The catch is that a special vdev holds real data and if you lose the mirror you lose the entire pool, which is a steep price for a performance gain I couldn't even perceive.

I was already planning to rebuild as RAIDZ2 (added a fifth drive), so I used TrueNAS replication to rebuild and dropped the special vdev. This time I kept it to just SLOG and L2ARC, both of which are safe to lose without taking the pool with them.

Partition layout

Each drive gets two partitions, the rest is just unused.
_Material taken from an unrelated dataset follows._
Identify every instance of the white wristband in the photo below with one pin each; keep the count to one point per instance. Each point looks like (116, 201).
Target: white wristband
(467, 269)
per drive (512GB Patriot P320):
  p1: 64GB   -> SLOG (mirrored across both drives)
  p2: 250GB  -> L2ARC (not mirrored)
  ~163GB     -> unused

SLOG buffers sync writes, which is what happens when an app (NFS, databases) waits for confirmation that data hit stable storage before moving on. Without a SLOG, ZFS has to flush all the way to spinning rust before acknowledging. With one, it acknowledges from the NVMe and flushes in the background. If the SLOG dies, ZFS just falls back to writing sync directly to the pool, so it's slower but no data loss.

L2ARC is a read cache that extends the in-memory ARC onto NVMe, so frequently read blocks that don't fit in RAM get served from SSD instead of spinning drives. Same deal if it dies, reads just go back to the pool and nothing is lost.

Partitioning the drives

The DXP8800 Plus ships with a 128GB NVMe (nvme1n1) that I wiped and installed TrueNAS on.
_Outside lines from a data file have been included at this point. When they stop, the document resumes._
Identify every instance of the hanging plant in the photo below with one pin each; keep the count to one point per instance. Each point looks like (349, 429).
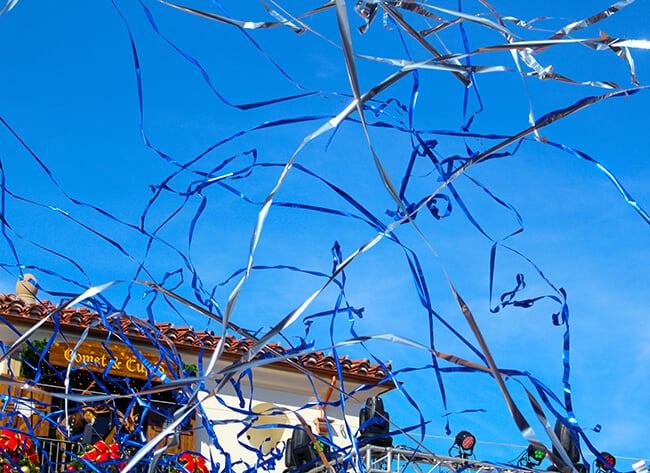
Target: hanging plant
(192, 463)
(17, 453)
(102, 455)
(31, 355)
The two drives I added are nvme0n1 and nvme2n1. Worth checking lsblk first so you don't accidentally wipe the boot drive.
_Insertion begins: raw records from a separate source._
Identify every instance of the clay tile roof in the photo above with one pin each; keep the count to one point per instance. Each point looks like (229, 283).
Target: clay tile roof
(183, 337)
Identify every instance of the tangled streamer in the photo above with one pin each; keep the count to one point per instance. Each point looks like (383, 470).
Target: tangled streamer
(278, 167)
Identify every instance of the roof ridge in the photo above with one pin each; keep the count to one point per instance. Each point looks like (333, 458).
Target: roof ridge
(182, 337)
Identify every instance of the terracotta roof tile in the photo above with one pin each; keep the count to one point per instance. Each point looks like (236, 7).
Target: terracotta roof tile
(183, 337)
lsblk -d -o NAME,SIZE,ROTA,MODEL /dev/nvme0n1 /dev/nvme2n1

sudo smartctl -H -i -A /dev/nvme0n1
sudo smartctl -H -i -A /dev/nvme2n1

Both drives get identical partitions:

sudo sgdisk -Z /dev/nvme0n1
sudo sgdisk \
  -n 1:0:+64G  -t 1:bf01 -c 1:slog \
  -n 2:0:+250G -t 2:bf01 -c 2:l2arc \
  /dev/nvme0n1

sudo sgdisk -Z /dev/nvme2n1
sudo sgdisk \
  -n 1:0:+64G  -t 1:bf01 -c 1:slog \
  -n 2:0:+250G -t 2:bf01 -c 2:l2arc \
  /dev/nvme2n1

-Z wipes existing partition tables. -n creates a partition (number:start:size). -t sets the type (bf01 is Solaris/ZFS). -c gives it a label and verify with sgdisk -p.

Adding them to the pool

I added the vdevs one at a time so I could verify after each. The -f flag forces the add if the drives had previous ZFS labels.

sudo zpool add -f swamp log mirror /dev/nvme0n1p1 /dev/nvme2n1p1
sudo zpool status swamp

sudo zpool add -f swamp cache /dev/nvme0n1p2 /dev/nvme2n1p2
sudo zpool status swamp

The SLOG is a log mirror because you would ideally want it redundant while it's alive, a single drive failure shouldn't degrade sync write performance. The L2ARC is just cache with no mirror since it's throwaway read data anyway.

After both adds, zpool status looked like this:

  pool: swamp
  ...
    raidz2-0        (5 drives)
    logs
      mirror-1      (nvme0n1p1 + nvme2n1p1)
    cache
      nvme0n1p2
      nvme2n1p2

NFS tuning

While testing NFS read/write speeds over 10G, I tried bumping the network buffer sizes and see if i got any improvements. I set them through midclt, TrueNAS Scale's middleware CLI:

sudo midclt call tunable.create \
  '{"var": "net.core.rmem_max", "value": "16777216", "type": "SYSCTL", "enabled": true}'

sudo midclt call tunable.create \
  '{"var": "net.core.wmem_max", "value": "16777216", "type": "SYSCTL", "enabled": true}'

sudo midclt call tunable.create \
  '{"var": "sunrpc.tcp_slot_table_entries", "value": "128", "type": "SYSCTL", "enabled": true}'

You can do the same thing in the GUI under System > Advanced > Sysctl. Either way they persist through reboots (I have been trying to use commands more often because they are easily reproduced in systems without say a terraform provider). The same rmem_max, wmem_max, and sunrpc.tcp_slot_table_entries values need to be set on the NFS clients too (the Proxmox nodes in my case). Both ends need the larger buffers.

If / when a drive dies

If one NVMe fails, the mirrored SLOG degrades but keeps working and the L2ARC just loses that cache device. The replacement process would look something like this:

sudo zpool replace swamp /dev/old_nvmeXn1p1 /dev/new_nvmeXn1p1

sudo zpool remove swamp /dev/old_nvmeXn1p2
sudo zpool add swamp cache /dev/new_nvmeXn1p2

ZFS resilvers the SLOG mirror in-place, for L2 ARC devices you remove and re-add them.